Kungshuset, the "King's House", is a building in Lund in Sweden, built by the Danish king Frederick II between 1578 and 1584 and originally intended as the residence for the bishop of Lund. After the secession of the Scanian lands to Sweden at the Treaty of Roskilde 1658 Lund University was founded in 1666 to enhance the Swedification of the Danish provinces. King Charles XI of Sweden donated the building to the university in 1688 to serve as its main building and library. Until around 1800 the entire university was contained in Kungshuset, which as well as the library contained a theatre for the demonstration of anatomical dissection. The building was used as an observatory by, amongst others, the university's first astronomer, Anders Spole.

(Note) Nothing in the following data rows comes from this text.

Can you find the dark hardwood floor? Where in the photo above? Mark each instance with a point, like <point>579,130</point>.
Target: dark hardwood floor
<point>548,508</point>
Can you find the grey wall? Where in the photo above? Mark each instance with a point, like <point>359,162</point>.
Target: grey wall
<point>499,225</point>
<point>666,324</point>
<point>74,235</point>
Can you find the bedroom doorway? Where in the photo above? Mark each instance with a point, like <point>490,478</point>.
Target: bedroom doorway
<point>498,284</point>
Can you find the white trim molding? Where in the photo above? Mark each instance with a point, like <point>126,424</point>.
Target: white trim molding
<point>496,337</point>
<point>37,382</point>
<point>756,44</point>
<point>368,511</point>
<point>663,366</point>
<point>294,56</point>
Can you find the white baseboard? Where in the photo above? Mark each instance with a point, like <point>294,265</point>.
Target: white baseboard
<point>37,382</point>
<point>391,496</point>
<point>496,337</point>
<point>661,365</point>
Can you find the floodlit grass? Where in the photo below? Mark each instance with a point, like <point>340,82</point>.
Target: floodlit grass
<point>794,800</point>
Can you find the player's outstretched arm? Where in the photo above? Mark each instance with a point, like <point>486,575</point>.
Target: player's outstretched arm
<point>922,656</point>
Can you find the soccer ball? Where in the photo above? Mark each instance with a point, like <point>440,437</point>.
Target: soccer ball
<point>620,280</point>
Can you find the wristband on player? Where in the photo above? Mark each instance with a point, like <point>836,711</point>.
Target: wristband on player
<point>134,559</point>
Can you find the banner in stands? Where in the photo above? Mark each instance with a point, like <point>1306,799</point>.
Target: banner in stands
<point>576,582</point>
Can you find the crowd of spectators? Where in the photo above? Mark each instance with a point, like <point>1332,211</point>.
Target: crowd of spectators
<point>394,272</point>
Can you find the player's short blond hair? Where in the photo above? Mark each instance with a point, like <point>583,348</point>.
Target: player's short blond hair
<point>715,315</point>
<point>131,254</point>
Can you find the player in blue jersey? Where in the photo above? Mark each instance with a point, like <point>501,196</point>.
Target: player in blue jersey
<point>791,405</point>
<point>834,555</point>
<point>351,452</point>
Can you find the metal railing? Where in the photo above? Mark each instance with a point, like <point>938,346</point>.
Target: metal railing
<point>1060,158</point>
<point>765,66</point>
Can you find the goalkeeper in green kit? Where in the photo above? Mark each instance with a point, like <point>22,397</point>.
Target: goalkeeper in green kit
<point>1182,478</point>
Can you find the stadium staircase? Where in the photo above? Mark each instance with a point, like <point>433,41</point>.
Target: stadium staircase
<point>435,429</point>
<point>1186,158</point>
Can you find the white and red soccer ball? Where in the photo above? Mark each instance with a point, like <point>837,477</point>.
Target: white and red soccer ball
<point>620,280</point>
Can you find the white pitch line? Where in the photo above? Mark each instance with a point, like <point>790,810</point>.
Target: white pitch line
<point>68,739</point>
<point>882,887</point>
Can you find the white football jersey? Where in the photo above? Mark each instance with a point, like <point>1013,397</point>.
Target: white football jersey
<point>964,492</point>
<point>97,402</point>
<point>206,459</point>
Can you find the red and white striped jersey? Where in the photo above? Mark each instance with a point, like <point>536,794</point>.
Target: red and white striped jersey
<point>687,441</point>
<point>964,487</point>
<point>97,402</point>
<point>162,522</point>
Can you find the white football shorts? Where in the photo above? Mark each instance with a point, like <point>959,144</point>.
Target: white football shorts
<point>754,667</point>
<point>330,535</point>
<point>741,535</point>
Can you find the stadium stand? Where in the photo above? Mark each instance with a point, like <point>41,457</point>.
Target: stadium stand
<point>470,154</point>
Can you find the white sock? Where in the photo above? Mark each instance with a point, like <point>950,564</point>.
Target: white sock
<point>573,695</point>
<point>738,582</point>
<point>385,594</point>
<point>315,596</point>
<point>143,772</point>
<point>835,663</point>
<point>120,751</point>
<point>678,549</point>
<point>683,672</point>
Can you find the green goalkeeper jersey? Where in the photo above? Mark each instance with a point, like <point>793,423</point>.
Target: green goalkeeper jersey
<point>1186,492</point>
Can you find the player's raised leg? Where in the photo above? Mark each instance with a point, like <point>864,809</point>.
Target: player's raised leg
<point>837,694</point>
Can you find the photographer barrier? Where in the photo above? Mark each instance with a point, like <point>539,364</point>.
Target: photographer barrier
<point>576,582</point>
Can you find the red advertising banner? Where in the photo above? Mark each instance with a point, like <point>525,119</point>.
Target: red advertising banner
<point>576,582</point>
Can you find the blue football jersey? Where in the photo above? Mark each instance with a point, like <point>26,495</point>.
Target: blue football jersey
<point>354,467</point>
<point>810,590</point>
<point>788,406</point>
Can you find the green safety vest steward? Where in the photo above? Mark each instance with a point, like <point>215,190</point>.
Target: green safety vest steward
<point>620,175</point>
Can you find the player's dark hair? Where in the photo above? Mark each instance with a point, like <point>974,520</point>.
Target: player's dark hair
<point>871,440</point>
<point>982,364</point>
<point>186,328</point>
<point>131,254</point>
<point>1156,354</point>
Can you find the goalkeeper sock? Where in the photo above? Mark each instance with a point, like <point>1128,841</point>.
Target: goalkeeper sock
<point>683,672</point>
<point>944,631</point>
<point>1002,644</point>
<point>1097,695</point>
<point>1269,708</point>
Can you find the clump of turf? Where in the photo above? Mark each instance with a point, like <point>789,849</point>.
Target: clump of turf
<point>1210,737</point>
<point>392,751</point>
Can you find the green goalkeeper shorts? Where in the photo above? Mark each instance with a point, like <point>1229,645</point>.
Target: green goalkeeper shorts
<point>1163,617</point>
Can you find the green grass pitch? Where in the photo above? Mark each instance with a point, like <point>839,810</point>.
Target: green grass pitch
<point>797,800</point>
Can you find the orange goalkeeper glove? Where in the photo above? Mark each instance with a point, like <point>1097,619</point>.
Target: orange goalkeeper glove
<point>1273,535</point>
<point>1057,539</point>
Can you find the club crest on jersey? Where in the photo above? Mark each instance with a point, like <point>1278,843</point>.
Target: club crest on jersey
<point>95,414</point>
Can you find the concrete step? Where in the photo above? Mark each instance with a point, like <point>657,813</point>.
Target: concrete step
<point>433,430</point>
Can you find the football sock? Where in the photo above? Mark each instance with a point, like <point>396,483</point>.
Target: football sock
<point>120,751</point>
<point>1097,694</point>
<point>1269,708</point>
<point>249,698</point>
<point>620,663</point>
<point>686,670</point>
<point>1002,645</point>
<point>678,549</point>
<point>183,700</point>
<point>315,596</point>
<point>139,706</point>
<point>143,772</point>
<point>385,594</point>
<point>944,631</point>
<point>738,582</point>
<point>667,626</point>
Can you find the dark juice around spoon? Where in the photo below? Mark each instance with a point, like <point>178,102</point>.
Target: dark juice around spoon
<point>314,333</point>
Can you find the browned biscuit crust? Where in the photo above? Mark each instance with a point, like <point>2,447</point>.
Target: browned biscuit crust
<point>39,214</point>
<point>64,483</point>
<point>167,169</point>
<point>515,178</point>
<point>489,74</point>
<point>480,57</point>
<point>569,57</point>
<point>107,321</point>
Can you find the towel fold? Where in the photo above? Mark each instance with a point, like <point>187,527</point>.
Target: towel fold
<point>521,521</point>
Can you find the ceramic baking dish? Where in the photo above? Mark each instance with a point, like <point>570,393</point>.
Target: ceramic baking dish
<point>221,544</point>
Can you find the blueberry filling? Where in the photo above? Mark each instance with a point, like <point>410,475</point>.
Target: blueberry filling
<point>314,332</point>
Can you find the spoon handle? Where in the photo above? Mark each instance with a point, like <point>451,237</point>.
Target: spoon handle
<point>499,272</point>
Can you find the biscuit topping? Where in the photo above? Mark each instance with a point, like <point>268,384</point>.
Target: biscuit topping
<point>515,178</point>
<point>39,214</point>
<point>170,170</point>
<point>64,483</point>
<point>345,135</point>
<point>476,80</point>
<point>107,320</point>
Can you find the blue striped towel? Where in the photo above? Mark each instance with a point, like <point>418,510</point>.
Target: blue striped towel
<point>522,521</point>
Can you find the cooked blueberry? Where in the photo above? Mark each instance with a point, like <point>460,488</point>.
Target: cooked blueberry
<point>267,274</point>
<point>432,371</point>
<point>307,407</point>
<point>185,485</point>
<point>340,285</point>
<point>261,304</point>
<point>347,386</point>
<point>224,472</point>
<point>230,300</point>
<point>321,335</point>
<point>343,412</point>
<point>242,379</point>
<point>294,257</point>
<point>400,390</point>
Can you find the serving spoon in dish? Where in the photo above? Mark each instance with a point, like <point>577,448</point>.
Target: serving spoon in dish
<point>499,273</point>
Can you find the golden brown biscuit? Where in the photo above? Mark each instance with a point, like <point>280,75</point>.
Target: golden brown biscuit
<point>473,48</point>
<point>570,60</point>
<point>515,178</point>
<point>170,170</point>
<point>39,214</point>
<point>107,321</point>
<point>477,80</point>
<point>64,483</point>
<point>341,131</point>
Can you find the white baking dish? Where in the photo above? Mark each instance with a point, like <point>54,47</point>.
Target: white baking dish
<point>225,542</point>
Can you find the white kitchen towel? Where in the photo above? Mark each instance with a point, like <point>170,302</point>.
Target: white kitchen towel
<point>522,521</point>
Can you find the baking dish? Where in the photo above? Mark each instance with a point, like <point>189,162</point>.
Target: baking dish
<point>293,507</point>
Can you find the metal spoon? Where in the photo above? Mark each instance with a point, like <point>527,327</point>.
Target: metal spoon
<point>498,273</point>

An often related local legend has it that king Charles XII of Sweden, who resided in Lund for a time between campaigns in the 1710s, rode up the wide wooden stairs in the tower. The legend is easily debunked, as the tower was added to the building only later in the 18th century.

The house held the University Library in the mid-19th century, but was in a bad shape, with a leaking roof for instance. The professor of Greek language at the time, Carl Georg Brunius, whose prolific work as an amateur architect is seen in many characteristic Lund buildings, took it as upon himself to improve the condition of the building. Until 2014 Kungshuset housed the Department of Philosophy.

The nearest buildings are the towering Lund Cathedral located 50 meters south, and the 19th century main building of the university immediately to the north.